Aujourd’hui, nous raisonnons en termes de bassins d’emploi, de bassins de vie, de pays. Nous voulons également entrer dans la logique des partenariats avec d’autres pays européens voisins pour nouer des alliances sur des problématiques communes, c’est-à-dire créer de « petites Europe ». C’est la logique de l’arc Atlantique, de l’arc méditerranéen, des zones de montagne, des régions transfrontalières ou des espaces sensibles, par exemple. Dans une Europe à vingt-cinq, le fait de travailler avec des pays voisins sur des problématiques communes nous rendra plus forts. Regardez l’agglomération de Lille : à elle seule, elle compte un million d’habitants. Si l’on y ajoute l’agglomération belge voisine, on passe à 1,7 million !

Quels outils allez-vous utiliser pour mener à bien vos ambitions ?

Le Comité interministériel d’aménagement du territoire du 13 décembre 2002 a défini les orientations de la politique d’aménagement du territoire.

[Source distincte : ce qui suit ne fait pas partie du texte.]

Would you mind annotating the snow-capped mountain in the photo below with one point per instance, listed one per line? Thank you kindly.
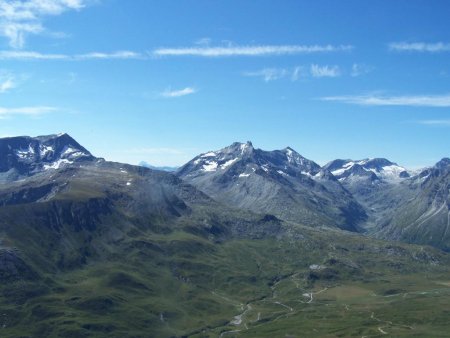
(375, 169)
(424, 216)
(280, 182)
(24, 156)
(244, 160)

Celui prévu pour juin 2003 décidera des outils.

A priori, la contractualisation restera un outil de base de notre politique mais il faut établir un nouveau mode de contractualisation reposant sur un vrai équilibre entre les contractants et non imposé par l’Etat. Ces contrats auront une durée plus limitée que les actuels contrats de Plan Etat/Régions (sept ans, c’est trop) et ne seront pas nécessairement tous identiques comme c’est le cas actuellement.

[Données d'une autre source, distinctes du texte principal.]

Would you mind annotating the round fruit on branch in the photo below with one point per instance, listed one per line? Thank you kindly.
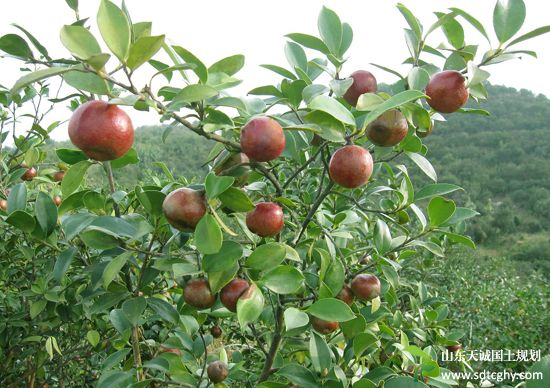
(366, 287)
(197, 293)
(102, 131)
(266, 220)
(388, 129)
(231, 293)
(447, 91)
(183, 208)
(322, 326)
(351, 166)
(262, 139)
(363, 82)
(217, 371)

La solidarité nationale est un point particulièrement épineux du dispositif...

Nous allons imaginer une péréquation pour réduire les inégalités entre territoires. Nous suggérerons des critères permettant d’évaluer les forces et faiblesses des Régions et les écarts entre elles : par exemple, le nombre de cadres de haut niveau, les équipements de santé, les équipements de recherche… Un Observatoire des territoires va être mis en place pour dresser un état des lieux des inégalités territoriales qui sera présenté au Parlement tous les trois ans.

Nous voulons proposer une logique dynamique d’aménagement : si l’Etat recentre ses priorités, ne devra-t-il pas consacrer plus d’énergie à ce qui fera croître le PIB, c’est-à-dire la richesse de la Nation, qu’à des dépenses de fonctionnement ou à des investissements de confort ?

La décentralisation doit être un moteur pour la réforme de l’Etat. Mais tout cela prendra du temps car il faut s’assurer des délais adéquats pour faire bouger un pays.